Neurobiologia dell’aggressività: cosa accade nel cervello di una persona arrabbiata

di Roberto Desiderio

Componenti biologiche della rabbia

A livello neuro-anatomo-fisiologico la rabbia non può essere intesa come un singolo sistema isolato, ma si configura come un comportamento dalle mille sfaccettature. Uno dei fattori che la influenza può essere rintracciato nel livello di ormoni sessuali maschili (o androgeni), sui quali sono state condotte numerose ricerche. Animali soggetti ad iniezioni di testosterone risultano più aggressivi, soprattutto per quanto riguarda quelli ancora immaturi e, viceversa, la castrazione è in grado di ridurre la loro l’aggressività. Negli esseri umani, questa relazione è meno chiara, anche se alcuni hanno sostenuto una connessione tra i livelli di testosterone ed il comportamento aggressivo nei criminali violenti. In ogni caso la componente neurobiologica della rabbia risulta molto evidente.

L’amigdala e l’aggressività

Diverse ricerche mostrano prove riguardo al coinvolgimento dell’amigdala nel comportamento aggressivo. In un esperimento, Karl Pribraim[1] e colleghi dimostrarono che lesioni all’amigdala sembravano compromettere le relazioni sociali di una colonia di scimmie Rhesus maschio che, avendo vissuto insieme per qualche tempo, avevano stabilito una gerarchia sociale. Alla scimmia più dominante furono eseguite delle lesioni bilaterali nel cervello e, dopo ciò, diventò placida e meno difficile da sfidare per le altre scimmie, con la conseguenza che cadde in basso nella gerarchia sociale. Questo modello suggerisce che l’amigdala risulta importante per l’aggressività normalmente coinvolta nel mantenimento di una posizione nella gerarchia sociale; la sua stimolazione elettrica, quindi, può produrre uno stato di agitazione o aggressività affettiva.

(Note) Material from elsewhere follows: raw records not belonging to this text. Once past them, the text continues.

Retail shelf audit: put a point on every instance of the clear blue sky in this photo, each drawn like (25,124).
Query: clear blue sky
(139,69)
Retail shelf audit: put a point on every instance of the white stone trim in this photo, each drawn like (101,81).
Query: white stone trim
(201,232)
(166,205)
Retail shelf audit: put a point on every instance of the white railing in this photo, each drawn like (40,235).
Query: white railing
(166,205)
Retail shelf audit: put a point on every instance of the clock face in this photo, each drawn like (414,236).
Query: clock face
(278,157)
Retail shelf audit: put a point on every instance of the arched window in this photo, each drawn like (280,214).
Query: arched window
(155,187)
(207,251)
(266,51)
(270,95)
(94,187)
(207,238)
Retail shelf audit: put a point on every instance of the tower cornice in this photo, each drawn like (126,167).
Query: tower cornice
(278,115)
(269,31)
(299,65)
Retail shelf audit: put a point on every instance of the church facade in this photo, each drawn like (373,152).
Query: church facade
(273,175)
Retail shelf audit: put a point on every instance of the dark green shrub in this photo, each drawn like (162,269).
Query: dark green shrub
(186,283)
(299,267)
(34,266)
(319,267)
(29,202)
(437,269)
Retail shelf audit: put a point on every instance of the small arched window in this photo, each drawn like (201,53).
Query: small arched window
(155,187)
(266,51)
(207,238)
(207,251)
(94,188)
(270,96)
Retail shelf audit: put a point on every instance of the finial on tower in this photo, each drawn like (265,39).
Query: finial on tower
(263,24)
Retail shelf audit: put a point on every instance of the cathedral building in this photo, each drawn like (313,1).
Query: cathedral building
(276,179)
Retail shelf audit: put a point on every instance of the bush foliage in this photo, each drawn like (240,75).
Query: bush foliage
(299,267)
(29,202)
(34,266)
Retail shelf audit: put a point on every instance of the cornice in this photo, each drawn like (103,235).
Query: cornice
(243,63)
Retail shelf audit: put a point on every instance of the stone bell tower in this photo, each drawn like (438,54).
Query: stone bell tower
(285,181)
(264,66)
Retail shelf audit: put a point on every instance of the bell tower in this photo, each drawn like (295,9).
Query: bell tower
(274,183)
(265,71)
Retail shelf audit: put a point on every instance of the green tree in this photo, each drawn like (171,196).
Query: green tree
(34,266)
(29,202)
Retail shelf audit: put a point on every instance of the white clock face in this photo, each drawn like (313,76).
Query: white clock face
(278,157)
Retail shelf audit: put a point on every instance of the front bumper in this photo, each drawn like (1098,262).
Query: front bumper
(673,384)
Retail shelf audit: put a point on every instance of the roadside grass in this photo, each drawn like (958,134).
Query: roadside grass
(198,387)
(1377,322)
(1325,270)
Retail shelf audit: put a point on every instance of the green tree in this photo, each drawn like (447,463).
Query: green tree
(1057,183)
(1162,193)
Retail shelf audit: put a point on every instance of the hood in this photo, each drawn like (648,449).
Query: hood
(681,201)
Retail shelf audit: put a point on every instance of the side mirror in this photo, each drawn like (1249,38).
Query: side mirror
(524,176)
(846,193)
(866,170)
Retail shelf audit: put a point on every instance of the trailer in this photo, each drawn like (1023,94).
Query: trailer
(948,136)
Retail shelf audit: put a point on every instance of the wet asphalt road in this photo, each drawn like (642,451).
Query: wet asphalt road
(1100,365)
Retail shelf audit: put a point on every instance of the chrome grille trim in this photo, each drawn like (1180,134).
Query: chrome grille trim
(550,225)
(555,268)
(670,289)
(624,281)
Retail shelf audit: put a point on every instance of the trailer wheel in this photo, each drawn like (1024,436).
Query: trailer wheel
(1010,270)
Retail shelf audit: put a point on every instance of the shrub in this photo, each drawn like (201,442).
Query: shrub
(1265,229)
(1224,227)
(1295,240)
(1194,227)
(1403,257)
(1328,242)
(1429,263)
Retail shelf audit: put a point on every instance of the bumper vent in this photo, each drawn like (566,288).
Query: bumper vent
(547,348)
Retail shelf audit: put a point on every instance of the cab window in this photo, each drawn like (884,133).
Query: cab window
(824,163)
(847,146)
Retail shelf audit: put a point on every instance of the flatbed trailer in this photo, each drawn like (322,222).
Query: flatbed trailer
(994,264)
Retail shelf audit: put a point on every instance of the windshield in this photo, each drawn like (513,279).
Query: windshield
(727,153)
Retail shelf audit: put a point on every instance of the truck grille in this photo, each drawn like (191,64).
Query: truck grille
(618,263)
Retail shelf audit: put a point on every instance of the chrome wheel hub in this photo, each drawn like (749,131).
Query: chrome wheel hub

L’ipotalamo e l’aggressività

Durante il XX secolo, alcune strutture cerebrali vicino all’amigdala hanno mostrato di avere effetti sull’aggressività. Una delle prime ad essere notate fu l’ipotalamo, sul quale sono stati condotti numerosi esperimenti. Stimolando porzioni leggermente diverse di esso, i ricercatori osservarono una quantità sorprendente di risposte diverse, che inducevano l’animale ad annusare, ansimare, mangiare o ad esprimere atteggiamenti comportamentali tipici della paura e della rabbia. Ciò è una conferma del fatto che l’ipotalamo è un importante componente del sistema normalmente coinvolto nell’espressione di queste emozioni.

La serotonina e l’aggressività

Numerosi studi indicano che il neurotrasmettitore[2] serotonina può essere coinvolto nell’aggressività. Studi su roditori isolati per quattro settimane in una piccola gabbia hanno dimostrato una maggiore tendenza all’aggressività con riduzione del tasso di riciclaggio[3] del neurotrasmettitore serotonina. Anche farmaci ad effetto inibitorio sull’ormone producono un aumento dell’aggressività e di attacchi dei topi verso i loro simili. Nei primati la relazione tra serotonina e aggressività è simile; la dominanza gerarchica in una colonia di scimmie poteva essere manipolata dall’iniezione negli animali di una droga che aumentava o diminuiva l’attività serotoninergica. I cambiamenti nel loro comportamento erano coerenti, ad una maggiore aggressività era associata una minore attività serotoninergica.

 

 


[1] Pribraim K. (1954)

[2] vedi cap. 4.

[3] Il tasso di riciclaggio corrisponde al tasso di sintesi, rilascio e successiva ri-sintesi del neurotrasmettitore.